Kerap dikenal sebagai daerah penghasil buah nanas simadu, Kabupaten Subang di Jawa Barat ternyata juga merupakan penghasil buah rambutan, salah satu jenis buah lokal di Indonesia yang mampu bertahan dari serbuan buah impor. Seperti data yang didapat dari Dinas Pertanian dan Tanaman Pangan Kabupaten Subang, di kabupaten ini terdapat perkebunan rambutan luas milik warga yang tersebar di 16 kecamatan (dari 30 kecamatan).
Dengan jumlah lahan kebun rambutan yang luas, tidak mengherankan jika setiap musim rambutan tiba, warna merah buah rambutan mendominasi pemandangan di Kabupaten Subang, khususnya di kecamatan Purwadadi, Kalijati, dan Cipeundeuy. Di sepanjang tepi jalan menuju ketiga kecamatan tersebut terlihat pohon rambutan dan para pedagang ramai menjajakan buah rambutan.
Untuk mencapai Subang, warga Jakarta dan sekitarnya dapat melalui jalan tol Cikopo, keluar di pintu tol Kalijati. Jika tidak terkena macet, sekitar 2 jam kita akan tiba di Subang dan merasakan suasana pedesaan yang dikelilingi pohon rambutan. Dengan semakin mudahnya akses ke Subang, maka jalan-jalan di akhir pecan bersama keluarga dan sahabat ke daerah tersebut bisa menjadi alternatif pilihan menarik, khususnya saat musim panen rambutan pada bulan Desember – Februari.

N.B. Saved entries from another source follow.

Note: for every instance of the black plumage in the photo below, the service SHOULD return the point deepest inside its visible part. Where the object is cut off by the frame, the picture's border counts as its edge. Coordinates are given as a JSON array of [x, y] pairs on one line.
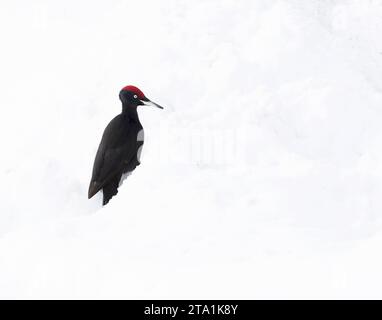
[[120, 147]]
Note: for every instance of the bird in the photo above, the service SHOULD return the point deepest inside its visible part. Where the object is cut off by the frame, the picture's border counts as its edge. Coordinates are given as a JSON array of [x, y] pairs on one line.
[[119, 151]]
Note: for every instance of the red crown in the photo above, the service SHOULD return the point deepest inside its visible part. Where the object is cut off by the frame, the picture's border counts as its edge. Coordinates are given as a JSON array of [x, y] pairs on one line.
[[134, 89]]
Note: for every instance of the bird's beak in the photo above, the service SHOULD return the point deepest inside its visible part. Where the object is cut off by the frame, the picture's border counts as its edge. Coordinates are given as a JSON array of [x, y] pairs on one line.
[[148, 102]]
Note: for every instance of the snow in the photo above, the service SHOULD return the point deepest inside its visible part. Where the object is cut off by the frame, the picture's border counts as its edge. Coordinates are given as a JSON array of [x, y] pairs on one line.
[[261, 178]]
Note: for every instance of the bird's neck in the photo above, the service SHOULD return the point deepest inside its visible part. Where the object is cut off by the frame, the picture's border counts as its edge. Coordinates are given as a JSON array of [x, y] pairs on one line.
[[130, 112]]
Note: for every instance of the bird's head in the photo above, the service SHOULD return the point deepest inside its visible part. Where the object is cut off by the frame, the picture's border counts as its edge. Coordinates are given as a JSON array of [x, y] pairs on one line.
[[134, 97]]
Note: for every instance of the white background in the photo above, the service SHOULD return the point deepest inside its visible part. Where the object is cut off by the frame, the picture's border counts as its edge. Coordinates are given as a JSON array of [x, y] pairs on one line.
[[260, 179]]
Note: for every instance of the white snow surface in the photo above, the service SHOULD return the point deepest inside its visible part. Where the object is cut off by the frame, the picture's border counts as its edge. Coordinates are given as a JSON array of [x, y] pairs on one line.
[[261, 178]]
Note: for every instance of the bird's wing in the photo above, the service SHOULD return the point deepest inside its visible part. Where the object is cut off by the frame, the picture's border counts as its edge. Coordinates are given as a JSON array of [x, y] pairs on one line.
[[110, 159]]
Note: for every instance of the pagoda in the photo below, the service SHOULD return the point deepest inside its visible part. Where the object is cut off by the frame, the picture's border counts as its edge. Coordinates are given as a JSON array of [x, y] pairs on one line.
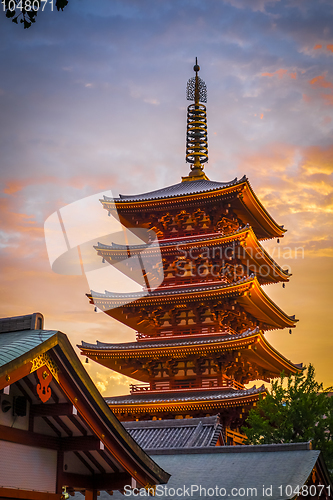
[[201, 333]]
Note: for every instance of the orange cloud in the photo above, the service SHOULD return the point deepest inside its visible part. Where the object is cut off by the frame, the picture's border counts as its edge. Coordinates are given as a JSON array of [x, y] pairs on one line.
[[320, 81], [328, 98], [280, 73], [306, 98]]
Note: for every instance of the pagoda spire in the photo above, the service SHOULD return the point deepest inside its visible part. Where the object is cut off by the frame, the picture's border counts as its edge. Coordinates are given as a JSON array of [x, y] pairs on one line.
[[196, 136]]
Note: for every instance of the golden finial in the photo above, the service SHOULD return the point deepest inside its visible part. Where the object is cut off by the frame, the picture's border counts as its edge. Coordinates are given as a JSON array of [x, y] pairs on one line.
[[196, 138]]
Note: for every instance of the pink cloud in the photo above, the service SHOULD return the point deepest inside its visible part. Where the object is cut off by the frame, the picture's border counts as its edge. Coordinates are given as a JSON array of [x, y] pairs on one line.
[[280, 74], [320, 81]]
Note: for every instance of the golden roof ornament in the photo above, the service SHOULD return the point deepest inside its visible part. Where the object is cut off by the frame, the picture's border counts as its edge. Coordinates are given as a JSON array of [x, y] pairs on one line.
[[196, 135]]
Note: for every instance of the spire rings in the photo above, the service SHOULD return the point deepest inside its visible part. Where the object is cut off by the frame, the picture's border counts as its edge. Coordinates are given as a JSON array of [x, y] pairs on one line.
[[196, 140]]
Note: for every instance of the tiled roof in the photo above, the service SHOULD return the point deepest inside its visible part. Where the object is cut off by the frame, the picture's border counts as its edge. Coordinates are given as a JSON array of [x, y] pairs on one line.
[[15, 344], [174, 433], [168, 342], [170, 397], [197, 238], [273, 471], [180, 189]]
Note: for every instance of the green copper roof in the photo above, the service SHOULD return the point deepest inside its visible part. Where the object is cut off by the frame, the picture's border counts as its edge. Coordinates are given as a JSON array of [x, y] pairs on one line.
[[16, 344]]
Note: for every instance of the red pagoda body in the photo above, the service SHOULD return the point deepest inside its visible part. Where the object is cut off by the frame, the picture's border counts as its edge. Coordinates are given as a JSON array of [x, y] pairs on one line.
[[200, 333]]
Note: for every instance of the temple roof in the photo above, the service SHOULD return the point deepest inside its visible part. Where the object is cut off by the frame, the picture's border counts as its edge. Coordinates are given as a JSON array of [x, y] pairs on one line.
[[252, 344], [175, 433], [180, 189], [274, 471], [244, 201], [166, 342], [71, 407], [184, 397], [245, 237], [247, 291]]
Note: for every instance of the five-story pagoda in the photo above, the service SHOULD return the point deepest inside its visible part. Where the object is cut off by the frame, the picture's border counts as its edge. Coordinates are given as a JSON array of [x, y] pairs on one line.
[[200, 333]]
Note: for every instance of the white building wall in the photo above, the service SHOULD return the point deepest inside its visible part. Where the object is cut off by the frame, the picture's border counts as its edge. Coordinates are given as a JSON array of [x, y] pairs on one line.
[[27, 468]]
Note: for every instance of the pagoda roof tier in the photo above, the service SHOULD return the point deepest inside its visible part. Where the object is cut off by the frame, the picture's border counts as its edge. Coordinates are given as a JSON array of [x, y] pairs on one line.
[[253, 346], [177, 403], [253, 255], [246, 292], [238, 193]]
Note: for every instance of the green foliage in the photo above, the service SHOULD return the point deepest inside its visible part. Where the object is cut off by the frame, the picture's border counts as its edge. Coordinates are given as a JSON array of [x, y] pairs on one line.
[[26, 10], [297, 408]]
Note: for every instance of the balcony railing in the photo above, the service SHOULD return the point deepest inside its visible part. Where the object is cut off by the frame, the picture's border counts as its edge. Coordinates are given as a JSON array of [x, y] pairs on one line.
[[187, 332], [226, 383]]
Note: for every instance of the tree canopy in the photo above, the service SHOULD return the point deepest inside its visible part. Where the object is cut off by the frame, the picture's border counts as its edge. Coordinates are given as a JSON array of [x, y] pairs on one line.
[[26, 11], [297, 408]]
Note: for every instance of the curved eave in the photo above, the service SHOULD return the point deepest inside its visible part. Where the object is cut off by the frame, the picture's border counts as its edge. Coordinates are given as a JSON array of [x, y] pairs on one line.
[[235, 400], [257, 303], [247, 293], [89, 403], [245, 203], [255, 252], [255, 208], [254, 347]]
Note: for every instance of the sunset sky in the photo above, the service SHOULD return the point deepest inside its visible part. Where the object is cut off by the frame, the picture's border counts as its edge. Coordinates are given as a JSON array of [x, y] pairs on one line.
[[93, 99]]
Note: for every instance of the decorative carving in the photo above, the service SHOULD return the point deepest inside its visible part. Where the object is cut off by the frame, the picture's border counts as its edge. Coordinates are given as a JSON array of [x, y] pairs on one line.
[[43, 390], [45, 360]]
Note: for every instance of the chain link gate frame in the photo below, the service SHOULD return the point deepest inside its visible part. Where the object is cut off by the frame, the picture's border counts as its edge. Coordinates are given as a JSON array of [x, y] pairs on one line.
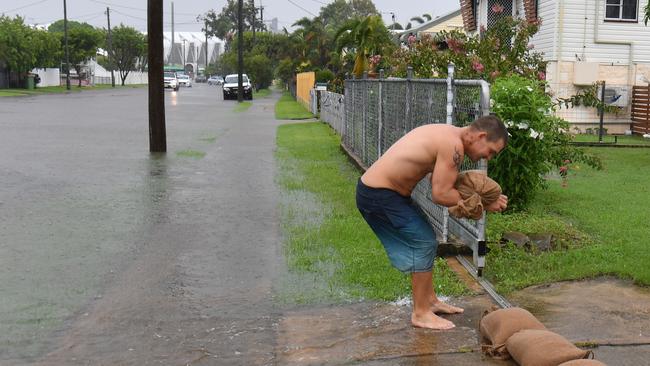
[[374, 113]]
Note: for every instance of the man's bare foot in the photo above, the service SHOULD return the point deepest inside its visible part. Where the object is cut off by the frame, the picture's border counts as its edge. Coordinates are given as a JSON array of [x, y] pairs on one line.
[[440, 307], [431, 321]]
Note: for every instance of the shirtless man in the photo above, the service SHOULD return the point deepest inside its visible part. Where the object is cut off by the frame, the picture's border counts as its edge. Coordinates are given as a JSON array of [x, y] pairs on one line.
[[383, 198]]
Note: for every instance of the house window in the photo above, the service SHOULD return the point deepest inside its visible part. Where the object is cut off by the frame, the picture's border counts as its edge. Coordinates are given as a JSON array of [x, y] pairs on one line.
[[498, 9], [625, 10]]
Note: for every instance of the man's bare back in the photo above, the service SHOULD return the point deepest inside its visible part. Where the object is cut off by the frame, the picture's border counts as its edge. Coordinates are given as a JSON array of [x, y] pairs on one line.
[[414, 156]]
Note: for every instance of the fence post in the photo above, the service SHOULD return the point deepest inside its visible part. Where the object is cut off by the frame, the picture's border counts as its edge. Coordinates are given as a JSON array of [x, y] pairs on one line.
[[450, 93], [364, 115], [379, 112], [409, 96]]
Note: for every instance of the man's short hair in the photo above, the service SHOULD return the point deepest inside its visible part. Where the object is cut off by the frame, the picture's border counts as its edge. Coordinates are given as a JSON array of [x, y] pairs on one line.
[[495, 129]]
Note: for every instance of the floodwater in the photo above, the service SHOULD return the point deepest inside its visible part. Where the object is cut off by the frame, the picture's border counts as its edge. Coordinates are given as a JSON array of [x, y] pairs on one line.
[[110, 255]]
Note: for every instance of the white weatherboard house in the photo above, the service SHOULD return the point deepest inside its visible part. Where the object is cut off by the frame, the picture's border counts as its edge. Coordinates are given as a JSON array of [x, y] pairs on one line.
[[583, 41]]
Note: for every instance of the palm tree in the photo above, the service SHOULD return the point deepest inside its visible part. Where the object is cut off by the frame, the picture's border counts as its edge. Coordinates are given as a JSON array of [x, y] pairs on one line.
[[364, 36]]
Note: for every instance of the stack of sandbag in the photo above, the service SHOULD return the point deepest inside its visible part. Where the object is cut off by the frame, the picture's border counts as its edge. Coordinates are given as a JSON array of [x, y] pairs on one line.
[[516, 333]]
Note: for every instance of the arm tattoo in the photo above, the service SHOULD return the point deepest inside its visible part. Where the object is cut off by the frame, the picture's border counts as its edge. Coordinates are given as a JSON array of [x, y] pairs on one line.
[[458, 160]]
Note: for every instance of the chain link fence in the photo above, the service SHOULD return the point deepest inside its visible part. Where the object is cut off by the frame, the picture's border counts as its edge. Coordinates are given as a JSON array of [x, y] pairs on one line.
[[374, 113]]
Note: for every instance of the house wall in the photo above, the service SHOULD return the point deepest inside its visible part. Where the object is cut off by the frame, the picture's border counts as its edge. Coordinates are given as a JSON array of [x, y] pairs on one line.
[[575, 30], [448, 25]]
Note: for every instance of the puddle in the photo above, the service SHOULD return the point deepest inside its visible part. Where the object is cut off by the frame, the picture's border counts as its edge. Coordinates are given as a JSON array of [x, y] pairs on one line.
[[378, 333]]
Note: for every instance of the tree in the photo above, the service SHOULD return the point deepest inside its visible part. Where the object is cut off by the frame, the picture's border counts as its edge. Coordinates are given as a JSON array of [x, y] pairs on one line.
[[23, 48], [83, 41], [364, 37], [224, 24], [129, 46]]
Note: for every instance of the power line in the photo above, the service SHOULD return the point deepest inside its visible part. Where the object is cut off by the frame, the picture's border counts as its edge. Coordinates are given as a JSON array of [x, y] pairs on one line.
[[301, 8], [133, 8], [23, 7]]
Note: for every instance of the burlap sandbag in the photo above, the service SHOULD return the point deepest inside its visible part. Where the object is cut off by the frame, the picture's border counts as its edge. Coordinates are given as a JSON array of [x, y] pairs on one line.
[[583, 363], [497, 326], [477, 191], [533, 347]]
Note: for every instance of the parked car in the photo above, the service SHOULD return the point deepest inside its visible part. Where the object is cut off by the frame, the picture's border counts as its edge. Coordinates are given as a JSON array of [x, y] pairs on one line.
[[184, 80], [231, 83], [171, 81], [215, 80]]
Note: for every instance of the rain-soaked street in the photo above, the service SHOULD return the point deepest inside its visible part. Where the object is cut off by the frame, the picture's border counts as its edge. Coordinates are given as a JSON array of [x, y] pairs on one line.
[[112, 256]]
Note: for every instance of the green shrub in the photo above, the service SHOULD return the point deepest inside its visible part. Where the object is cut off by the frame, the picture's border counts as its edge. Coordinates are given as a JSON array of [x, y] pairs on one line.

Berada di tengah kebun dan sensasi memetik buah rambutan bersama-sama dari pohon di kebun menjadi hiburan dan pengalaman tersendiri, khususnya untuk anak-anak yang biasa tinggal di perkotaan. Mereka dapat lebih mengenal lebih dekat pohon rambutan mulai dari perawatan hingga panen langsung buah rambutan dari pohonnya. Untuk itulah pada tanggal 16 Januari 2016 saya bersama keluarga dan teman-teman SMA melaksanakan kegiatan “jalan-jalan ke kebun rambutan Pak Mulyadi” di Subang.
Pak Mulyadi, salah seorang teman SMA saya yang memiliki beberapa kebun rambutan di daerah tersebut, dengan senang hati menjadi tuan rumah yang baik bagi teman-teman dan keluarganya. Mereka diperbolehkan memanjat pohon rambutan dan memetik buahnya secara langsung atau merasakan dikerubuti semut hitam yang jatuh dari dedauan atau buah. Mereka yang tidak bisa memanjat pohon bisa memetik rambutan dengan tangannya atau menggunakan galah dari bambu. Kegembiraan terpancar dari wajah-wajah bapak, ibu dan anak-anak yang ikut serta dalam kegiatan tersebut.
Anak-anak yang terbiasa bermain dengan gawai atau duduk manis di depan komputer, hari itu dengan riang berloncat-loncatan untuk menggapai dan memetik rambutan dan memakan di tempat. Sesekali anak-anak tersebut memanjat pohon atau menggunakan galah untuk memetik rambutan. Sementara orang tua menunggu di samping atau dibawahnya sembari memegang karung untuk menampung rambutan yang dipetik, yang beberapa diantaranya sudah dibawa dari rumah (niat banget he he he).
Di sela-sela kegiatan memetik rambutan, tidak ketinggalan anak-anak dan orang tua menyempatkan diri untuk berfoto bersama ataupun berselfie. Kehadiran domba-domba yang sedang merumput di kebun rambutan juga menjadi daya tarik tersendiri dan menjadi teman berfoto sambal bergaya ala peternak (kalau itu sich saya sendiri ha ha ha).
Puas memetik rambutan dan bermain di kebun, rombongan pun kemudian beristirahat di kediaman Pak Mulyadi untuk makan “sore” dan bebenah sebelum kembali ke kediaman masing-masing. Bukan hanya itu, ternyata masing-masing keluarga juga dibekali dengan 1-2 karung rambutan yang sudah dipetik sebelumnya. Alhamdullilah.